Third time is the charm. Again echoing the The Sandlot, he pointed to us like Hambino calling his Babe Ruth homer. This time, the prize landed in Diette’s grasping hands without incident. If you know Diette, you’ve probably seen her dance at some point. Imagine her dancing after downing a couple of energy drinks and after LSU scores a touchdown and after someone hands her $1000. That image you have in your mind is about a fifth of the dancing taking place in the dark median that night.
Don’t think Diette forgot about her friends standing empty-handed nearby. Before long, we were communicating by sign language with JJ that we would be needing beads for two more people, and he graciously accommodated us. To this day when people ask me if I have ever met a celebrity, I always have to reply, “kind of.” He didn’t know us, certainly, but we definitely had a bond. There was communication. There was gesturing. There was an exchange of presents. We practically bought a time share with him.

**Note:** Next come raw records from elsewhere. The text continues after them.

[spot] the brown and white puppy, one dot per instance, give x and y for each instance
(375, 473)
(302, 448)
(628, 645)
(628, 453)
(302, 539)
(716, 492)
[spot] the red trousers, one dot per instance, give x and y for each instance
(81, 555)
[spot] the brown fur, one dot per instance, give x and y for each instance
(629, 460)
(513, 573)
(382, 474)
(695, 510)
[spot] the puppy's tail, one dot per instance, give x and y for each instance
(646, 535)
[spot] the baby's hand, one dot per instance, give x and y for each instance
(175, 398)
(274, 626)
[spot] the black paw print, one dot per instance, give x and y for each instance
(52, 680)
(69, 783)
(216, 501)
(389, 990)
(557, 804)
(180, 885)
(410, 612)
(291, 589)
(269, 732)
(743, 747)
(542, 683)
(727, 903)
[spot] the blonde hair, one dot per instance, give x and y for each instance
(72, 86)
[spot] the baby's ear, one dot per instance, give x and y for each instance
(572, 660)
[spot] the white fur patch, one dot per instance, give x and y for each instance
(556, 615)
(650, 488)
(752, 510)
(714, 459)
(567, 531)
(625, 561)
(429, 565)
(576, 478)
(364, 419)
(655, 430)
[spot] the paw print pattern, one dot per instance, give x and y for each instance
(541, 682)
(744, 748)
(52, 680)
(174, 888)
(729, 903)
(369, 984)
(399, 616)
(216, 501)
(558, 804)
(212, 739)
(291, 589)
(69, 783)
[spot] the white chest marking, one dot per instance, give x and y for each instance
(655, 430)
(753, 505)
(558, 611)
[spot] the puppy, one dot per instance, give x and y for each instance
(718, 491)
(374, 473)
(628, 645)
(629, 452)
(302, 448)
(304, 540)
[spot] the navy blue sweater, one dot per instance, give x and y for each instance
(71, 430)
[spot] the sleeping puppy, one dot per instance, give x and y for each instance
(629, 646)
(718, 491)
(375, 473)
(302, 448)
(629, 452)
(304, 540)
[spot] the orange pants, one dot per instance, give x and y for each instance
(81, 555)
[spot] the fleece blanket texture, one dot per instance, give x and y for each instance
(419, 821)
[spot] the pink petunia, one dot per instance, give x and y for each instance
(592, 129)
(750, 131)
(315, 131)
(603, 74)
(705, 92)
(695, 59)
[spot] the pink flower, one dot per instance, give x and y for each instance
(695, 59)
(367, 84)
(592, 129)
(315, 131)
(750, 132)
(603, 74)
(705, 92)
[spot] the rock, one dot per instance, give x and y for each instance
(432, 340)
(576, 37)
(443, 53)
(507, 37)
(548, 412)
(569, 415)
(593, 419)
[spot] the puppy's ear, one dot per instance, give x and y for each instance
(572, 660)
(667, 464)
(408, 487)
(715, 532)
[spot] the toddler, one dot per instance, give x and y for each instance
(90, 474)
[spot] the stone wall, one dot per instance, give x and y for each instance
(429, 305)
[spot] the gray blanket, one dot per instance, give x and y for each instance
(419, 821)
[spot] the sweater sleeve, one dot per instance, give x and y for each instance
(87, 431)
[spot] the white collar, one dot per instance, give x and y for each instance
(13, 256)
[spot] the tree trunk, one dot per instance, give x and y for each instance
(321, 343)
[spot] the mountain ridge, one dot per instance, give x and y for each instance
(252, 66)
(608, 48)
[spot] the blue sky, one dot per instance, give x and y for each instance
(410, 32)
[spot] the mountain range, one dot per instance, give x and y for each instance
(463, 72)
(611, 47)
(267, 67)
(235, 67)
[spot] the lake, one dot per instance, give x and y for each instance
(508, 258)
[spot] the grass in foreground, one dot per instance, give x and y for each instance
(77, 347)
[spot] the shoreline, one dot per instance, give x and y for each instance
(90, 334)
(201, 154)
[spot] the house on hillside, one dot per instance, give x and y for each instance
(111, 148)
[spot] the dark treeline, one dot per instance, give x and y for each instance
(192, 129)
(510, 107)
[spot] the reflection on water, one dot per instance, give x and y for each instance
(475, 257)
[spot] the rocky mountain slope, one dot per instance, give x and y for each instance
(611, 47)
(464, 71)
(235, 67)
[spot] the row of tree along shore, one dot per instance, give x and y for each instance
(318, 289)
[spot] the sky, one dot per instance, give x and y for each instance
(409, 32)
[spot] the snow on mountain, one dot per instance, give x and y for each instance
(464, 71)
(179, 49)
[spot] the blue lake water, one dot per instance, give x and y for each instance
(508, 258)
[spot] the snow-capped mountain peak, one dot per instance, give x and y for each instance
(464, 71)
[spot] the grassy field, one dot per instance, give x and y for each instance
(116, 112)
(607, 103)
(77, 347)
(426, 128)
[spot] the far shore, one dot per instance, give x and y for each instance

As for our coveted photo, we did cajole our celebrity boyfriend into posing with his hand raised in a wave at us. This involved a particularly extensive game of charades with him, but he did stand atop that float frozen with his hand waving in our direction as we took turns flashing away. We developed those pictures faster than you can say, “Why did Katie break up with him?” You will not be shocked to learn that our late 20th century cameras did not produce quality work. In the all the images, he appeared hazy or miniscule. Not that I don’t still have a copy of the best contender and not that it’s not tucked away in a memory box next to the program from our graduation.
I’ve lost track of that once priceless necklace. At one time, it was draped over a framed picture in my bedroom at home. It may still be there, but it’s just as likely my parents wandered in and snatched it up to add to their yearly Mardi Gras decor.
It’s cool though. I don’t need the picture or the beads. Over ten years later, I still have Diette. She’s still pretty enthusiastic for Pacey. She’s still cheesier than queso. She still lets excitement take over when little bites of happiness appear. She still embraces joy when she sees it and grabs the beads from the air for her friends. She still dances like a fool and she still leads me on adventures that I would usually decline. 17-year-old Maryann would be sad to know that we don’t see each other every month, let alone every week. But I think she would take some comfort in knowing that we’re the kind of friends who can go months apart and then lapse back into a completely easy friendship when we’re near.
So, here I am at the age of 30, and here’s some things I know to be true:
1) College boys are still pretty much interested in the same things as high school boys, they’re just sneakier about it.
2) Overalls do not flatter anyone. Ever.
3) Diette’s one of my best friends and I can’t imagine a life without her.
4) Pacey Witter is the single greatest television character of all time.
Cheers to you, Spaghetti-O. I’d stalk a celebrity with you any day. Or you know, just get ice cream or something.